My other winter highlight was to chase the school bus down the hill. I would leave home just at the moment when I knew that if I got my timing slightly wrong I would be in trouble again. Breathless and panting, I'd race against the number 50 bus, along the alley, past the police station, down Fort Hill past the haunted hotels to arrive at the harbour just in time. My heart pounding, cheeks red and flushed. I was excited - I had a crush on a boy.
Sometimes I would sit next to him upstairs and we would chat about music. He was a few years older than me, but seemed somehow much older. He was from Northern Ireland. When I was 13 he moved back to Belfast and for a long time we wrote to each other. It was amazing. I had first-hand information of what it was like to live in a place under military siege. I remember how shocked I was when I first read that you were searched going into shops and frisked from head to foot when entering discos. He would often describe shootings, bombs and the day-to-day fear.
I really missed him when he left school. It was like someone who took me very seriously wasn't around any more. I think this may have contributed to part of my boredom at school, or with school, just getting there. Along with the 10 No 6. (For anyone who is too young, that's 10 tiny, cheap cigarettes, almost designed for the tiny hands of school children.) Christ, I can't believe it! You could go into any sweetshop, pick up a bag full of sherbet dabs, two bags of Wotsits and 10 No 6, please.
I'd get to school late every morning. They used to shout at me: "Emin, you're late!" One morning I'd just had enough and I said: "No Sir, you're lucky." With that, Mr Tuppen marched me off to his office. When I say marched, I really mean marched - military style. This man was still there for land and honour, fighting for his country. To all intents and purposes it could have been 1942: "Corporal Emin! Will you stand to attention!" I would cock my head to one side and say: "My name's not Emin, Sir." Mr Tuppen would say: "If it's not Emin, then what is it?"
"Miss, Sir. Miss Tracey Emin. I have to call you Sir, Sir, if you-know-what-I-mean, Sir."
"No," said Mr Tuppen, "I do not know what you mean."
"Sorry, Sir, but you-know-what-I-mean, Sir."
"Emin, will you stop saying 'know what I mean'?"
What I didn't know at this time was the reason why I had been summoned to Mr Tuppen's office was because my purse had been handed in. He held out my red, shiny purse and said: "Is this yours, Emin?"

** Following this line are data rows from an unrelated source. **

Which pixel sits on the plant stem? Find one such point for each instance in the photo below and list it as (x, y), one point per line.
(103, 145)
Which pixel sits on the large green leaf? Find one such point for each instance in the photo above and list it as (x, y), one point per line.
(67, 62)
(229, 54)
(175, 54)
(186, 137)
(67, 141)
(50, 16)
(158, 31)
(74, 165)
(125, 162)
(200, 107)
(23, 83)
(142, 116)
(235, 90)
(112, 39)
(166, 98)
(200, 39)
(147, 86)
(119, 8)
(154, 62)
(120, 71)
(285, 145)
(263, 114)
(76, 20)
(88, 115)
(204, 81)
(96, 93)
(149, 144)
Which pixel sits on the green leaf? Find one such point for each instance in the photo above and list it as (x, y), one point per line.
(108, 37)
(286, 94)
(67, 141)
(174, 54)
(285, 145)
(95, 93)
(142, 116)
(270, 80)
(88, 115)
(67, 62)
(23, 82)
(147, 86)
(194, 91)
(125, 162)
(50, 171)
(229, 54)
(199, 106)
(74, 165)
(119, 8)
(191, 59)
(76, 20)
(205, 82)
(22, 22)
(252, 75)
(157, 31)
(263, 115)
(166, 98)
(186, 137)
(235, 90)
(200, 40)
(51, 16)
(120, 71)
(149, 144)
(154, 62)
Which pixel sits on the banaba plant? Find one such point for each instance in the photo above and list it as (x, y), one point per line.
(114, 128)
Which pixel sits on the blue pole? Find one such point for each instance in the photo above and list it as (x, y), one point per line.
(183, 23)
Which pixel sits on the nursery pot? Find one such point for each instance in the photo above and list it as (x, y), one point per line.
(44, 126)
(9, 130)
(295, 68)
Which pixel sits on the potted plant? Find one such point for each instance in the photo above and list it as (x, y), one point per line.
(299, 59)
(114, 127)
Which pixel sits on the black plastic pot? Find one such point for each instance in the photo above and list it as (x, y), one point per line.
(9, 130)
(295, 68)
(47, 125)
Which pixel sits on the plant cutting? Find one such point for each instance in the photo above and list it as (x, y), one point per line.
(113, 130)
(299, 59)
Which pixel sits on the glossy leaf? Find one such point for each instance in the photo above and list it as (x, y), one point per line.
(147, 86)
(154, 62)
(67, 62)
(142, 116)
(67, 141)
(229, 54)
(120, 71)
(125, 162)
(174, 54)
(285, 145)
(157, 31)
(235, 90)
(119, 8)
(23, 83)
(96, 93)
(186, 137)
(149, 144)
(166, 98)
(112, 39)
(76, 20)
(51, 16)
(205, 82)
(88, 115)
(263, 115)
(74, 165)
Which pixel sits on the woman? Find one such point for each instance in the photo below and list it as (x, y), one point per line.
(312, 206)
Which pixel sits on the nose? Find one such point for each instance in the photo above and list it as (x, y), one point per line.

"No, Sir, it's my Mum's, Sir."
He unzipped the purse. Inside was my bus pass with a photo, numerous stickers of David Bowie, kittens and other cute animals. Plus numerous photobooth photos of me and Maria. And there, smack bang in the middle of the purse, two unsmoked No 6 and one half dog-end. I was in big trouble - not just for having a verbal tic. I managed to get a message to my friend Susan. She lived quite close by and went home for lunch. I said: "You got to call my Mum. She's at work. Tell her when the school calls, she's got a red purse covered in David Bowie stickers and she smokes No 6." It worked like a treat. You should have seen the look on Mr Tuppen's face.
God knows where all that just came from! I was supposed to be writing about running. Loneliest long-distance runner, if you know what I mean? Yes, Emin, we do know what you mean!